Uncial 0132 (in the Gregory-Aland numbering), ε 82 (Soden), is a Greek uncial manuscript of the New Testament, dated palaeographically to the 9th century. Formerly it was labelled by W^{f}.

== Description ==

The codex contains a small part of the Mark 5:16-40, on only one parchment leaf (25 cm by 17 cm). The text is written in two columns per page, 33 lines per page, in 14-18 letters per line. The uncial letters are large. It contains breathing and accents.
The leaf has survived in a fragmentary condition.

It is a palimpsest, the upper text was written in the 11th century, it belongs to the Minuscule 639.
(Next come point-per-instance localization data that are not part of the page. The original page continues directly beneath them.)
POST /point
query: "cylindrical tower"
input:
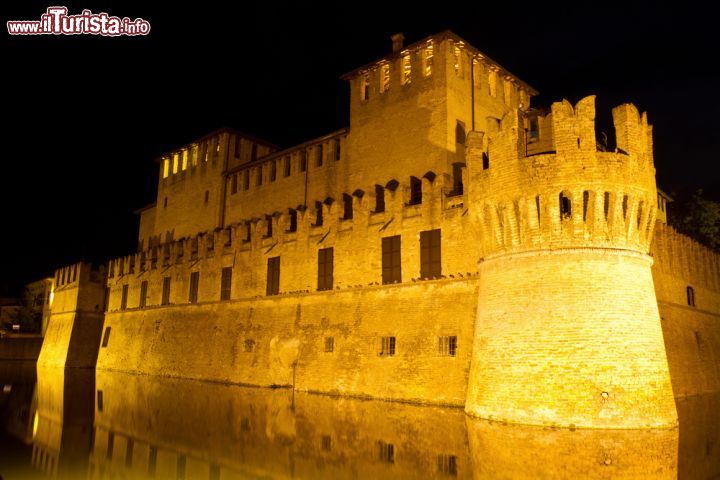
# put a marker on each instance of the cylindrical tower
(567, 330)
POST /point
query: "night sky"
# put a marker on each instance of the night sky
(87, 115)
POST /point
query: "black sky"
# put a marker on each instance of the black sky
(87, 115)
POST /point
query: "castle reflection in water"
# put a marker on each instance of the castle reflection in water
(109, 425)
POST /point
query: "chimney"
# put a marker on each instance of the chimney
(397, 39)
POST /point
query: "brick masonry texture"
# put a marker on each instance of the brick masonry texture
(565, 310)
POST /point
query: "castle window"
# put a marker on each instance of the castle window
(214, 472)
(166, 291)
(625, 205)
(325, 269)
(405, 69)
(430, 255)
(293, 220)
(318, 214)
(384, 78)
(248, 230)
(690, 295)
(286, 166)
(347, 207)
(110, 446)
(181, 467)
(492, 83)
(319, 155)
(337, 149)
(194, 284)
(204, 153)
(391, 264)
(379, 199)
(456, 59)
(143, 294)
(415, 191)
(106, 336)
(123, 299)
(273, 276)
(365, 87)
(387, 346)
(460, 132)
(386, 452)
(447, 346)
(565, 207)
(428, 59)
(268, 226)
(457, 179)
(606, 205)
(534, 129)
(152, 461)
(447, 464)
(225, 283)
(507, 91)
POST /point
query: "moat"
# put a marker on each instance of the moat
(79, 424)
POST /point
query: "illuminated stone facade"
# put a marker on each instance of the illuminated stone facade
(452, 246)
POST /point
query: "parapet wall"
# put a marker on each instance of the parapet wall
(691, 326)
(77, 308)
(281, 340)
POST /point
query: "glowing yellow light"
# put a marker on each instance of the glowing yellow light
(36, 420)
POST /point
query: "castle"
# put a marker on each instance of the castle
(452, 246)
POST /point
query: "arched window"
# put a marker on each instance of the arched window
(565, 207)
(347, 206)
(457, 179)
(691, 295)
(415, 191)
(460, 132)
(379, 198)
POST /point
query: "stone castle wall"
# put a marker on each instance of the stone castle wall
(692, 332)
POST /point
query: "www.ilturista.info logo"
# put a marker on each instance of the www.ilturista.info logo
(56, 21)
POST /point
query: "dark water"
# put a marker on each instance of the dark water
(74, 424)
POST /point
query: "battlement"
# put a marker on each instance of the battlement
(679, 255)
(573, 195)
(352, 216)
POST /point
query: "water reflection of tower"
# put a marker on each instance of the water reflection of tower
(63, 431)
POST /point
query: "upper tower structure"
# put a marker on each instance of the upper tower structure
(568, 329)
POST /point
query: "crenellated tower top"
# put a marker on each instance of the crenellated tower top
(546, 182)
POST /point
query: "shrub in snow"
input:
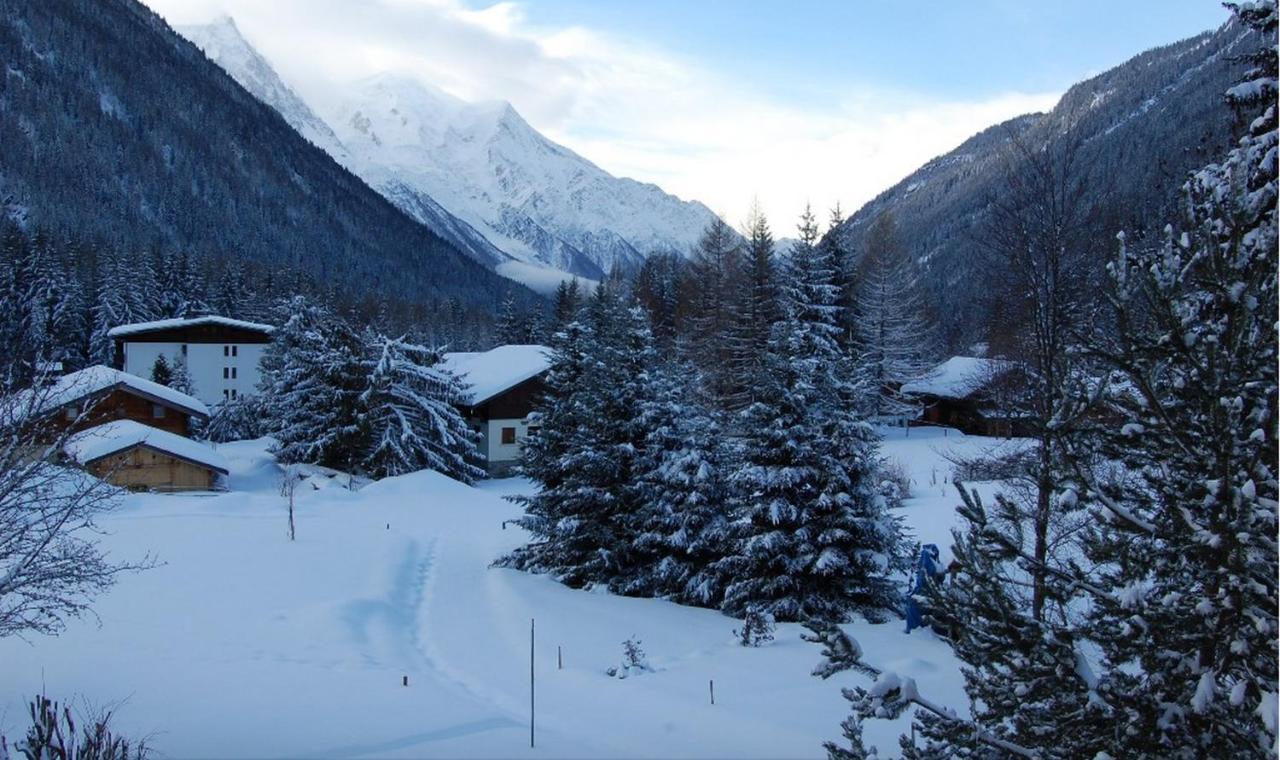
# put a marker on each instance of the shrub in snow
(53, 736)
(757, 628)
(238, 419)
(634, 662)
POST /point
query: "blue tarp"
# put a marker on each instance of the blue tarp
(928, 572)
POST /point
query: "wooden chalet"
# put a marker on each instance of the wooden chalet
(100, 394)
(504, 387)
(968, 394)
(138, 457)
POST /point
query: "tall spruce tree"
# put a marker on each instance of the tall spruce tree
(681, 525)
(894, 335)
(759, 308)
(311, 384)
(1170, 650)
(585, 454)
(816, 540)
(410, 411)
(714, 288)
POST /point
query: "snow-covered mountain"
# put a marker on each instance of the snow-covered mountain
(460, 166)
(223, 42)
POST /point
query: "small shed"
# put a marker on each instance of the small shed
(100, 394)
(967, 393)
(138, 457)
(504, 385)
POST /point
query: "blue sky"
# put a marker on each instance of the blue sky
(976, 47)
(727, 101)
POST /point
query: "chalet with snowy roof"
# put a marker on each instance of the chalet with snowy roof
(504, 384)
(140, 457)
(967, 393)
(222, 355)
(100, 394)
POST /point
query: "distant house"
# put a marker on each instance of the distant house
(968, 393)
(122, 427)
(140, 457)
(99, 394)
(222, 355)
(506, 383)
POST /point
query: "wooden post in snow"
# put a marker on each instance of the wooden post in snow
(530, 682)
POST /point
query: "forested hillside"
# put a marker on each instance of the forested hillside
(120, 133)
(1132, 136)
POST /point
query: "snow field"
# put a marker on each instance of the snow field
(243, 644)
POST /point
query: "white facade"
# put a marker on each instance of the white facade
(492, 445)
(219, 371)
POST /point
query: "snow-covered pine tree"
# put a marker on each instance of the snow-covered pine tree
(894, 335)
(1187, 546)
(1171, 650)
(181, 376)
(657, 288)
(816, 539)
(1028, 680)
(681, 523)
(179, 285)
(410, 408)
(584, 457)
(123, 289)
(714, 287)
(759, 303)
(232, 294)
(568, 298)
(512, 326)
(311, 385)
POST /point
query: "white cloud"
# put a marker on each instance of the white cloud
(632, 108)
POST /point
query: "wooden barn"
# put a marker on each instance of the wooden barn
(100, 394)
(965, 393)
(506, 383)
(138, 457)
(127, 430)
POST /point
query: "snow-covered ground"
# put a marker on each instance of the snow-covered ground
(245, 644)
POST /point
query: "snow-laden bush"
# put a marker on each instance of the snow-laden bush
(757, 628)
(238, 419)
(634, 660)
(53, 735)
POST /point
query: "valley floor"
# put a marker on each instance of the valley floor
(245, 644)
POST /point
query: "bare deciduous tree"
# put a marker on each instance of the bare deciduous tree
(51, 563)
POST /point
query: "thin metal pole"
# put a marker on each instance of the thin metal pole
(531, 682)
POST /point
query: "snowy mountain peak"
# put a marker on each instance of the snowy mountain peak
(478, 173)
(223, 42)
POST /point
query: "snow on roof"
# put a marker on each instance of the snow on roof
(493, 371)
(100, 378)
(956, 378)
(92, 444)
(187, 323)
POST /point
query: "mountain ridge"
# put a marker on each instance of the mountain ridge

It has doxology in the Lord's Prayer.

== Text ==

It contains text: Mark 5:16 το δε αυτοις οι—θαλασσ[αν] 5:21. 22 ονοματι—αψωμαι [ς]ωθη 28.29 και εγνω—λαλουντος 35.35 σου απεθανεν—το παιδιον 40. According to Gregory its text is not good.

The Greek text of this codex is mixed, with a strong element of the Byzantine text-type. Aland placed it in Category III.

== History ==

It is dated by the INTF to the 9th century.

The manuscript was discovered by A. A. Vansittart.
It was described by Kitchin, Tischendorf, and C. R. Gregory.

The codex is located now at Christ Church, Oxford (Wake 37, f. 237).